Die Welt nimmt freilich keine Notiz von diesem 180.000-Seelen-Ländchen Gagausien, das sich 1991 für unabhängig erklärt hat und seit 1994 Mitglied der Organisation von der UNO nicht anerkannter Staaten (UNPO) ist. Gagausien hält die Insignien seiner bescheidenen Staatlichkeit trotzdem hoch, unterhält Sonderbeziehungen mit der gelegentlich spendablen Türkei und hat sich ansonsten mit der moldawischen Zentralregierung arrangiert.

An der Fernstraße von Chisinau nach Süden ragt das einzige Grenzmonument auf, das sich die auf vier Territorialflicken verstreute Republik geleistet hat. Das Pro-Kopf-Einkommen der Gegend, die einmal Bessarabien hieß, erinnert an afrikanische Werte. Man käme der Wahrheit um einiges näher, ersetzte man die moldawischen und gagausischen Flaggen durch die schwarz-gelbe Trademark eines auf rasche internationale Überweisungen spezialisierten Finanzdienstleisters: Sie betreten hiermit Western-Union-Country.

Zwei Jahre nach meinem ersten Besuch kehre ich nach Comrat zurück, in das flache Großdorf, das Gagausien als Hauptstadt und dem "Baschkan" als Amtssitz dient. Jeder, der jemals in Comrat war, berichtet von Staub, von ungreifbaren Schwaden wehenden, rieselnden, in den Organismus dringenden Staubs.

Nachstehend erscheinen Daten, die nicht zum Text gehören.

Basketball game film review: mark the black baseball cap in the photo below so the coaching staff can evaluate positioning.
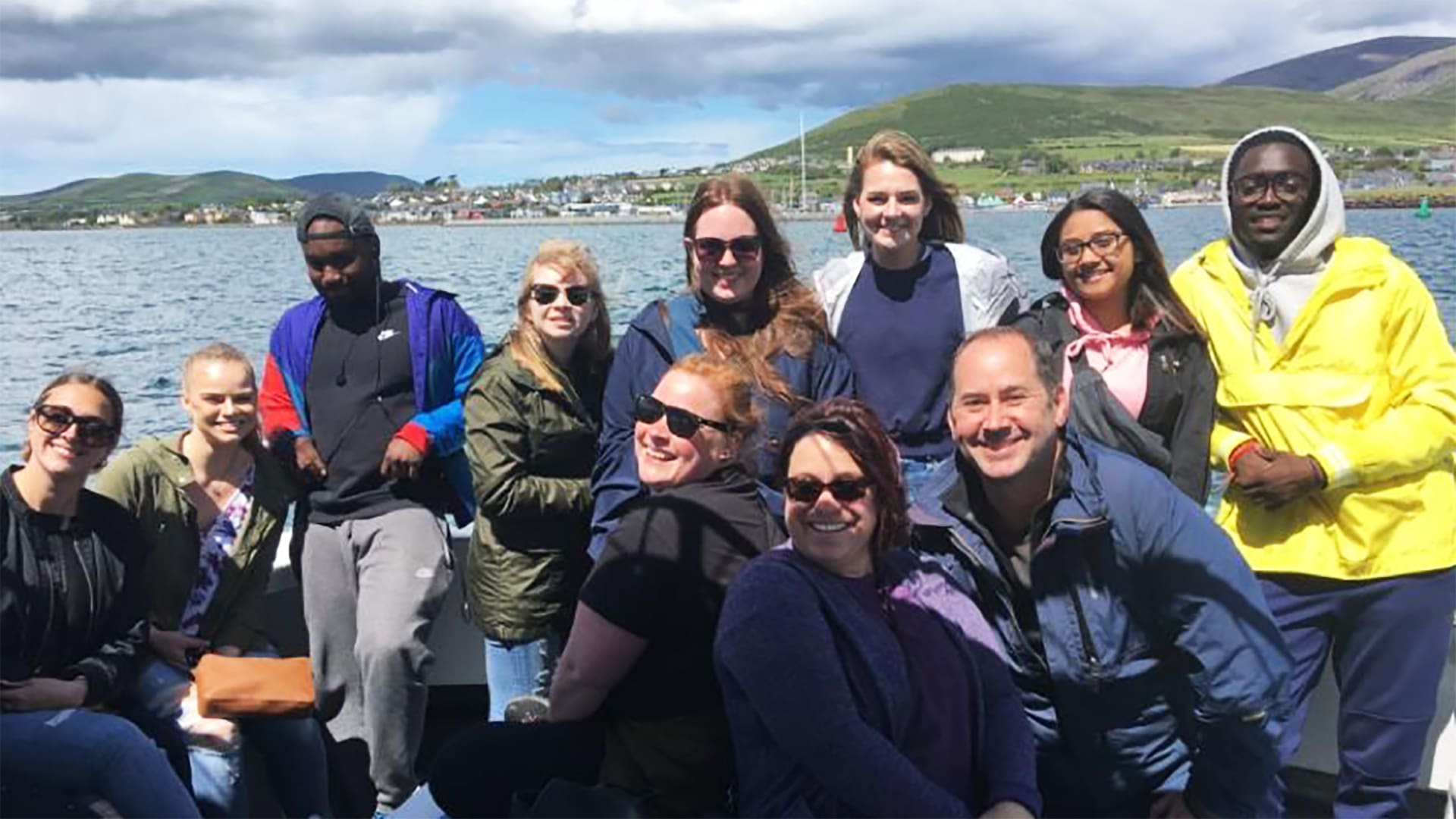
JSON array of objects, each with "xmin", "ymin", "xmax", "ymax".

Doch Comrat hat sich entwickelt, die Fußwege im Zentrum sind gepflastert, an windstillen Tagen scheint der Staub gebannt.

Demnächst wird ein neuer Baschkan gewählt. Die geostrategischen Vorlieben, die man den Kandidaten nachsagt, spiegeln die Verworrenheit des moldawischen Problemknäuels wider, das aus Comrater Perspektive noch um einige Knoten verwickelter erscheint. Soll Gagausien weiter mit der kommunistischen Zentralregierung Moldawiens sympathisieren? Aber ist diese nicht allzu unglücklich zwischen den feindseligen Machtpolen EU und Russland gelandet? Kommen die Türken als arglose Kultursponsoren oder streben sie nicht eher nach Islamisierung ihrer versprengten Brüder? Und wie soll man sich zu den russophilen Transnistriern stellen, die ihre Abspaltung von Moldawien mit blutigem Ernst durchgezogen haben? Bewundert, achtet, ignoriert - isoliert man sie?

Jede Debatte endet unweigerlich bei der einen Glaubensfrage: War es der Amtsinhaber oder sein Herausforderer - war es der alte Baschkan oder der junge Bürgermeister, der das Geld für die Pflasterung der Gehwege gab?

In der Nacht meiner Ankunft laden junge Gagausen in den neuen Stadtpark ein, zu Wodka und selbst gekeltertem Rotwein. Stolz erzählen sie vom internationalen Gagausen-Kongress, der vor kurzem in Comrat stattgefunden habe, mit gagausischen Delegierten aus 14 Ländern. Sie singen zur Gitarre, zuerst die Klassiker des Sowjetpops, irgendwann nur noch Afghanistan-Lieder, tieftraurige Epen vom Sterben am Hindukusch. Die 20jährigen Sänger verwechseln Österreich mit Schweden und würden auch Afghanistan nicht auf der Karte finden, doch sie haben diese Lieder von ihren Vätern gelernt, und so sehr sie ihre Coolness bemühen, werden sie beim Singen von der Rührung übermannt - als wären sie selbst Veteranen der Kriege am Hindukusch.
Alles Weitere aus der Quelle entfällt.